Official Pytorch code of paper TF-NAS: Rethinking Three Search Freedoms of Latency-Constrained Differentiable Neural Architecture Search in ECCV2020.
With the flourish of differentiable neural architecture search (NAS), automatically searching latency-constrained architectures gives a new perspective to reduce human labor and expertise. However, the searched architectures are usually suboptimal in accuracy and may have large jitters around the target latency. In this paper, we rethink three freedoms of differentiable NAS, i.e. operation-level, depth-level and width-level, and propose a novel method, named Three-Freedom NAS (TF-NAS), to achieve both good classification accuracy and precise latency constraint. For the operation-level, we present a bi-sampling search algorithm to moderate the operation collapse. For the depth-level, we introduce a sink-connecting search space to ensure the mutual exclusion between skip and other candidate operations, as well as eliminate the architecture redundancy.

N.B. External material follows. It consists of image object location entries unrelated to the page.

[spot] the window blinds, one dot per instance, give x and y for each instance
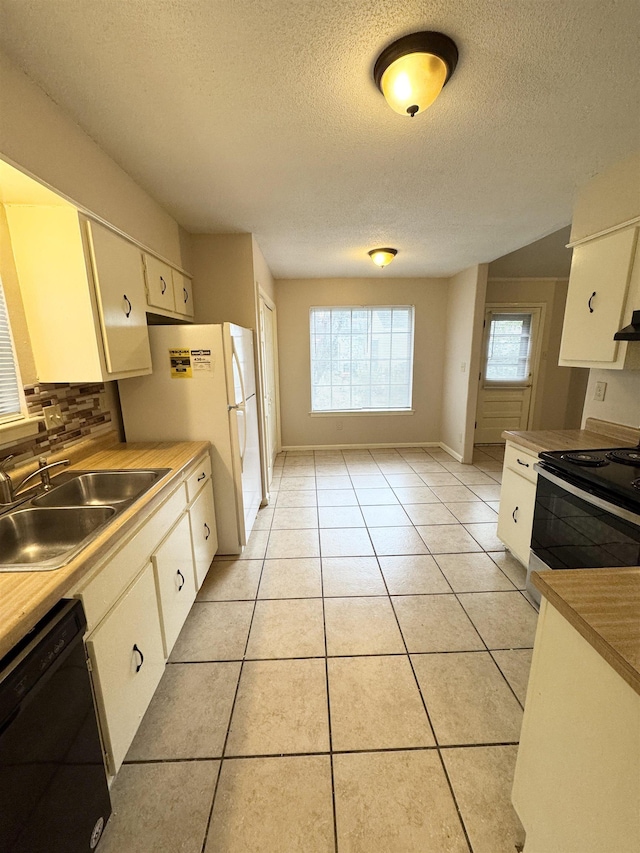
(361, 358)
(10, 401)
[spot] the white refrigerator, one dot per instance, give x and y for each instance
(203, 388)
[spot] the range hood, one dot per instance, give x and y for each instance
(631, 332)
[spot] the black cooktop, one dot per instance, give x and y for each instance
(606, 471)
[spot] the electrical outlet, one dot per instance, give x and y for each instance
(53, 417)
(599, 391)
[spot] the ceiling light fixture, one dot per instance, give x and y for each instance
(382, 257)
(411, 71)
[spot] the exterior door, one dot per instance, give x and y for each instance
(507, 377)
(268, 346)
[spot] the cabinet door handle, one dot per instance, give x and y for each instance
(136, 650)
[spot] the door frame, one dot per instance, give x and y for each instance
(265, 299)
(536, 356)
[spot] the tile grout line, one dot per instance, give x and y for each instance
(233, 705)
(424, 705)
(326, 673)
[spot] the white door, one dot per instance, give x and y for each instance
(268, 348)
(507, 377)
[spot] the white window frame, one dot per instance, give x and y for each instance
(371, 410)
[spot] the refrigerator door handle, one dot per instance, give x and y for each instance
(234, 355)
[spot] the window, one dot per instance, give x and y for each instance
(509, 347)
(10, 389)
(361, 358)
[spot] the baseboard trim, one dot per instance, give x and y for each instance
(451, 452)
(293, 447)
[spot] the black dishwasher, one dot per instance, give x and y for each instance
(53, 789)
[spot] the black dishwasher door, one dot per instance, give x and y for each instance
(53, 790)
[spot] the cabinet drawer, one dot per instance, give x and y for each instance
(159, 283)
(109, 582)
(204, 533)
(521, 461)
(175, 581)
(200, 475)
(183, 294)
(127, 661)
(515, 519)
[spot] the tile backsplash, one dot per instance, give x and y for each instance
(81, 413)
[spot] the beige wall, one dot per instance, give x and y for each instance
(223, 283)
(38, 137)
(609, 199)
(463, 343)
(622, 397)
(560, 390)
(296, 297)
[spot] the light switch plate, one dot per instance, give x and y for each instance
(53, 417)
(599, 391)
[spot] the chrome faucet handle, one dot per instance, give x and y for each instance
(4, 461)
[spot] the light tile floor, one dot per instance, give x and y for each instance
(354, 683)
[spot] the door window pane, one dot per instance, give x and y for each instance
(361, 358)
(509, 348)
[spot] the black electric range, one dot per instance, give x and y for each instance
(587, 510)
(611, 473)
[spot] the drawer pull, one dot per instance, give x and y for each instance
(136, 650)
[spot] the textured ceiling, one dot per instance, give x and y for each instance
(261, 116)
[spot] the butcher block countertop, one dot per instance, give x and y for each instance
(597, 434)
(603, 605)
(25, 597)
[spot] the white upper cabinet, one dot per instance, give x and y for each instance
(82, 287)
(159, 283)
(168, 291)
(604, 287)
(183, 294)
(119, 282)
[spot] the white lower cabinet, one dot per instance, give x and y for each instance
(137, 601)
(204, 533)
(515, 518)
(175, 581)
(127, 661)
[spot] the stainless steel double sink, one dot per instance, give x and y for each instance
(49, 528)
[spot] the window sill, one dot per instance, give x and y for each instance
(360, 413)
(18, 429)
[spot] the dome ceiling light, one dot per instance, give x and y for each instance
(382, 257)
(411, 71)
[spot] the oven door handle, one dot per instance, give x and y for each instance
(594, 500)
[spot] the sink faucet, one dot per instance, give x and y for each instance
(9, 492)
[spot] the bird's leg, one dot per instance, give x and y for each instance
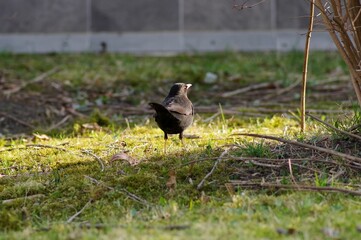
(165, 142)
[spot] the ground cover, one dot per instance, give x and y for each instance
(81, 156)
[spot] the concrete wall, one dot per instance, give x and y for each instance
(153, 25)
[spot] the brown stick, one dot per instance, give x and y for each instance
(295, 187)
(334, 128)
(122, 190)
(96, 157)
(79, 212)
(305, 145)
(17, 120)
(246, 89)
(305, 66)
(200, 185)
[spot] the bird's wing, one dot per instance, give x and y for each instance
(175, 106)
(161, 110)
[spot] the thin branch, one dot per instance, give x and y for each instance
(247, 89)
(200, 185)
(334, 128)
(78, 213)
(66, 118)
(305, 145)
(96, 157)
(245, 6)
(295, 187)
(17, 120)
(122, 190)
(305, 66)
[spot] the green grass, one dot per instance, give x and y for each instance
(59, 179)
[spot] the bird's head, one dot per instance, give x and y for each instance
(179, 89)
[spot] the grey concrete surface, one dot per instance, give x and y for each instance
(43, 16)
(211, 15)
(134, 16)
(154, 26)
(164, 42)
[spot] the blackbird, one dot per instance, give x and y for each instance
(175, 113)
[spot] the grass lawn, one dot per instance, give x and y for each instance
(82, 158)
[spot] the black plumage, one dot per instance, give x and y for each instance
(176, 112)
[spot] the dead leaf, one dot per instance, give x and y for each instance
(172, 181)
(123, 156)
(41, 137)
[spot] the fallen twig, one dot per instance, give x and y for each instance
(17, 120)
(305, 145)
(200, 185)
(96, 157)
(282, 91)
(122, 190)
(79, 212)
(31, 197)
(66, 118)
(334, 128)
(45, 146)
(294, 187)
(248, 88)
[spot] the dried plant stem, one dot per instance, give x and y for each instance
(305, 145)
(219, 159)
(17, 120)
(122, 190)
(305, 66)
(338, 20)
(334, 128)
(101, 163)
(79, 212)
(295, 187)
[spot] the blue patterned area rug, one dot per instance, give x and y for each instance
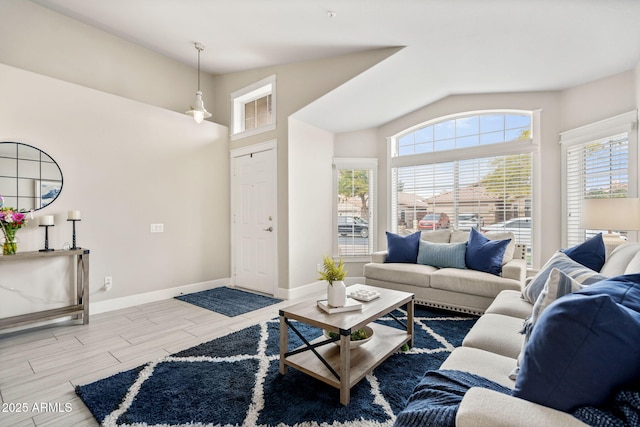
(234, 381)
(227, 301)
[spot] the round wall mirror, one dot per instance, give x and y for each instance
(29, 178)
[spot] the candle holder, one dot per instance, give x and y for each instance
(73, 241)
(46, 238)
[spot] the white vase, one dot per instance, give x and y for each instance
(337, 294)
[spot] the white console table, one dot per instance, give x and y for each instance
(80, 307)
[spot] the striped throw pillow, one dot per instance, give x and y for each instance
(576, 271)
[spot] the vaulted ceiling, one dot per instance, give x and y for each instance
(449, 46)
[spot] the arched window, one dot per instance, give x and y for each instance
(465, 171)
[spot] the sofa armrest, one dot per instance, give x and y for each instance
(379, 257)
(515, 269)
(483, 407)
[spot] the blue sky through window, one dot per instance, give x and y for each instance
(464, 132)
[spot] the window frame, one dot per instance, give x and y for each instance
(530, 145)
(370, 164)
(241, 97)
(626, 123)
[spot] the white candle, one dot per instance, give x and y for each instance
(46, 220)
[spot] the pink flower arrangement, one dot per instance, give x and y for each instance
(10, 221)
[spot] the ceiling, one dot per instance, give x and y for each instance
(450, 46)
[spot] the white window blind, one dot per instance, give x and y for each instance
(594, 169)
(463, 172)
(478, 193)
(356, 203)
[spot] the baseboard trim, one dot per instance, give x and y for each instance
(138, 299)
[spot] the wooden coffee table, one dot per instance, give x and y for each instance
(340, 366)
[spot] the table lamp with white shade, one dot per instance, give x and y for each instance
(611, 214)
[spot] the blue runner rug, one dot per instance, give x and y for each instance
(227, 301)
(234, 381)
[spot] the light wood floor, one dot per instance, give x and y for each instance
(43, 365)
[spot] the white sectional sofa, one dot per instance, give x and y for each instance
(458, 289)
(493, 346)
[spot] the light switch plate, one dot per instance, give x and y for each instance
(157, 228)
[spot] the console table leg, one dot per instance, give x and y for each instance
(84, 259)
(345, 367)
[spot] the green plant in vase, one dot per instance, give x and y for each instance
(334, 274)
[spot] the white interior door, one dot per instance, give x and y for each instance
(254, 207)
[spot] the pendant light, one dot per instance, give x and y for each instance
(199, 113)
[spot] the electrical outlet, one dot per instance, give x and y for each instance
(157, 228)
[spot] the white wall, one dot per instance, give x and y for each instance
(598, 100)
(310, 200)
(37, 39)
(297, 85)
(125, 165)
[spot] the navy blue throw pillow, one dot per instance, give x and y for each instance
(591, 253)
(484, 254)
(403, 248)
(584, 346)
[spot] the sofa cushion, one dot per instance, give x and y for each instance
(402, 248)
(558, 285)
(590, 253)
(583, 347)
(436, 236)
(633, 266)
(511, 304)
(623, 290)
(442, 254)
(410, 274)
(573, 269)
(471, 282)
(484, 254)
(480, 362)
(458, 236)
(496, 333)
(620, 259)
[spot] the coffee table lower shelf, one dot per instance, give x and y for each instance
(386, 341)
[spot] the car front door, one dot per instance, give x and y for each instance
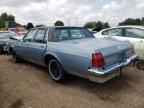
(136, 37)
(38, 46)
(23, 47)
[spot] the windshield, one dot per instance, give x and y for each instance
(72, 33)
(4, 35)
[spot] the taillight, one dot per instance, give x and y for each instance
(97, 60)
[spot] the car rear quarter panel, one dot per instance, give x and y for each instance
(74, 59)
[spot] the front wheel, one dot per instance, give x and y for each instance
(140, 64)
(56, 71)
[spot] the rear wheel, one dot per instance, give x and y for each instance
(140, 64)
(56, 71)
(15, 57)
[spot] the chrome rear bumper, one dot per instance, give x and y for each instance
(103, 75)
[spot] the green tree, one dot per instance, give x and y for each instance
(30, 25)
(99, 25)
(59, 23)
(4, 16)
(142, 21)
(90, 25)
(106, 25)
(10, 18)
(40, 25)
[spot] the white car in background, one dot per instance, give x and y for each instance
(134, 34)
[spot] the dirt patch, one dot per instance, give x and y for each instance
(26, 85)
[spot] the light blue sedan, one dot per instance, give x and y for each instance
(74, 50)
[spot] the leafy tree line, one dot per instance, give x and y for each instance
(5, 17)
(91, 25)
(131, 21)
(96, 25)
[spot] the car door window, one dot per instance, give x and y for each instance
(105, 32)
(62, 34)
(40, 36)
(114, 32)
(75, 34)
(134, 33)
(29, 36)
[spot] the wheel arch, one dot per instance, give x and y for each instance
(49, 56)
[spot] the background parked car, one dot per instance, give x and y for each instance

For the width-level, we propose an elasticity-scaling strategy that achieves precise latency constraint in a progressively fine-grained manner. Experiments on ImageNet demonstrate the effectiveness of TF-NAS. Particularly, our searched TF-NAS-A obtains 76.9% top-1 accuracy, achieving state-of-the-art results with less latency. The total search time is only 1.8 days on 1 Titan RTX GPU.
- Python 3.7
- Pytorch >= 1.1.0
- torchvision >= 0.3.0
- (Optional) apex from this link
Our pretrained models can be downloaded in the following links. The complete list of the models can be found here.
Name | FLOPs | Top-1(%) | Top-5(%) | GPU Lat | CPU Lat | Pretrained Model |
---|---|---|---|---|---|---|
TF-NAS-A | 457M | 76.87 | 93.11 | 18.03ms | 80.14ms | Google Drive |
TF-NAS-B | 361M | 76.28 | 92.88 | 15.06ms | 72.10ms | Google Drive |
TF-NAS-C | 284M | 75.15 | 92.13 | 11.95ms | 51.87ms | Google Drive |
TF-NAS-D | 219M | 74.19 | 91.45 | 10.08ms | 46.09ms | Google Drive |
TF-NAS-CPU-A | 305M | 75.83 | 92.57 | 14.00ms | 60.11ms | Google Drive |
TF-NAS-CPU-B | 230M | 74.44 | 91.82 | 10.29ms | 40.09ms | Google Drive |
GPU and CPU Lat is measured on Titan RTX 24G GPU and Intel Xeon Gold 6130 @ 2.10GHz, respectively.
For searching, taking the following script as an example:
CUDA_VISIBLE_DEVICES=0 python -u train_search.py \
--img_root "Your ImageNet Train Set Path" \
--train_list "./dataset/ImageNet-100-effb0_train_cls_ratio0.8.txt" \
--val_list "./dataset/ImageNet-100-effb0_val_cls_ratio0.8.txt" \
--lookup_path "./latency_pkl/latency_gpu.pkl" \
--target_lat 15.0
- For GPU latency, set
--lookup_path
to./latency_pkl/latency_gpu.pkl
. For CPU latency, set--lookup_path
to./latency_pkl/latency_cpu.pkl
. - You can search with different target latencies by changing
--target_lat
. Please refer to example.sh for more details.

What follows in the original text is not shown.